Un des Pères de l’Europe
Après la Bretagne, il se rend en Gaule autour de l’an 600. Nous sommes au temps des rois mérovingiens. Colomban fonde plusieurs monastères dans l’est et le centre de la France comme Annegray, Fontaine et, le plus célèbre, Luxeuil. Ce dernier, en Franche-Comté, va attirer de nombreux moines francs, gaulois et burgondes. Le rayonnement de ces monastères sera crucial dans le renouveau spirituel de l’époque. En Gaule, Colomban conserve néanmoins sa culture celte. Le voilà en conflit avec l’Église locale sur la date de Pâques. Un concile doit même se prononcer sur ce dissident irlandais qui souhaite rester fidèle à la Pâques insulaire. Avec son franc-parler et son caractère bien trempé, Colomban s’attire les foudres du roi Thierry de Bourgogne et de sa grand-mère la reine Brunehaut, dont il pourfend les vices et les crimes. Le voilà expulsé de Gaule. Le moine et ses compagnons sont conduits à Nantes en 610 afin qu’ils reprennent la mer vers leur île. Pour Colomban, il n’en est pas question. Il échappe de justesse à cette expulsion et reprend la route, vers l’Italie cette fois. Il y fonde le monastère de Bobbio où il termine sa vie le 23 novembre 615.
Peu de temps après, Jonas de Suse, moine de Bobbio de 639 à 642, écrit la Vie de saint Colomban. Avec sa règle des moines et sa règle conventuelle, Colomban aura créé le terreau favorable à la diffusion de la règle de saint Benoît hors d’Italie, laquelle s’imposera sans heurts à tous les monastères carolingiens au début du ixe siècle. n
À l’écoute de saint Colomban
Heureuse la famille qui habite dans les hauteurs du ciel, où le vieillard n’a plus à gémir, ni le petit enfant à vagir, où aucune voix ne passe sous silence les louanges de Dieu, où l’on n’a jamais faim ni soif, où le peuple du ciel se nourrit du pain des anges, où personne ne meurt, parce qu’il n’y a plus de naissance, où la cour du Roi du ciel peut paître, et où la voix du mal ne s’est jamais fait entendre.
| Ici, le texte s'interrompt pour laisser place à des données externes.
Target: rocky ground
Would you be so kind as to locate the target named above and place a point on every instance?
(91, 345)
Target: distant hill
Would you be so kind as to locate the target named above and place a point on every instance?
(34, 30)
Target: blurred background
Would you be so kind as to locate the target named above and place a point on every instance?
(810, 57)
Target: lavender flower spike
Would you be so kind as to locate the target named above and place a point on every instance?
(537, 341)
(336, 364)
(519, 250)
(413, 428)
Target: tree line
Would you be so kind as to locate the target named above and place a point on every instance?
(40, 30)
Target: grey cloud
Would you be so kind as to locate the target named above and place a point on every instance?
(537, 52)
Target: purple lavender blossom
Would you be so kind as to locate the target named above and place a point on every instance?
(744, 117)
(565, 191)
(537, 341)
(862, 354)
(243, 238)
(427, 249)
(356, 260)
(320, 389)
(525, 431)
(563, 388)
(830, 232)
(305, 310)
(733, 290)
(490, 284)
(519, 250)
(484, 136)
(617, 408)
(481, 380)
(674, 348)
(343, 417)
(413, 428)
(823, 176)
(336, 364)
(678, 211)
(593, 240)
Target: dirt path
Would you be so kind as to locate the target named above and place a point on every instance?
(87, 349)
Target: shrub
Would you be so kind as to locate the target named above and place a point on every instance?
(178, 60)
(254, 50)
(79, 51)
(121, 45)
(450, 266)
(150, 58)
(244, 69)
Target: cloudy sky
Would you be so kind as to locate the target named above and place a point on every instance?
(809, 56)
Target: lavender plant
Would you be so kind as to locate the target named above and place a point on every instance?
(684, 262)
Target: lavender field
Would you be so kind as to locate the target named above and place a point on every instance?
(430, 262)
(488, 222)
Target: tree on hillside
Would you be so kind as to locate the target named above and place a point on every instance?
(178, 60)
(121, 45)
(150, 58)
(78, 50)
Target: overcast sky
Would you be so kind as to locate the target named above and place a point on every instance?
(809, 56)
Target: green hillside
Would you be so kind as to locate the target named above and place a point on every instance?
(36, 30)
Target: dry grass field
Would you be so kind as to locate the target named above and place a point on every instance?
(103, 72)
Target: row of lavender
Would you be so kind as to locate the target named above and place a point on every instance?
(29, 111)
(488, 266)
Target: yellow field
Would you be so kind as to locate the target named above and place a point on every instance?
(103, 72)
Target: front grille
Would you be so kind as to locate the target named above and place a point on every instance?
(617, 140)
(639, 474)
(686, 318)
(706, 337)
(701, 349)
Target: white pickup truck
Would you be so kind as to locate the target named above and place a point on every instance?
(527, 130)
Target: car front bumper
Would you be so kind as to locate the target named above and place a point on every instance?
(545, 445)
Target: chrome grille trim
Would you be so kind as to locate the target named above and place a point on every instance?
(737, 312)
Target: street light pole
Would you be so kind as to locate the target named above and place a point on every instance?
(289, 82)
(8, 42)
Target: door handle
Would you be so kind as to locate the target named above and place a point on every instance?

Telle est la vie future, verdoyante et vraie, où la crainte de la mort et la tristesse seront abolies. Franchie la mort, les élus verront dans la félicité le joyeux Roi. Ils régneront avec lui et se réjouiront avec lui. Alors la souffrance, l’ennui et la fatigue ne seront plus. Alors, purifiés, les élus verront le Roi immaculé, le Roi des rois !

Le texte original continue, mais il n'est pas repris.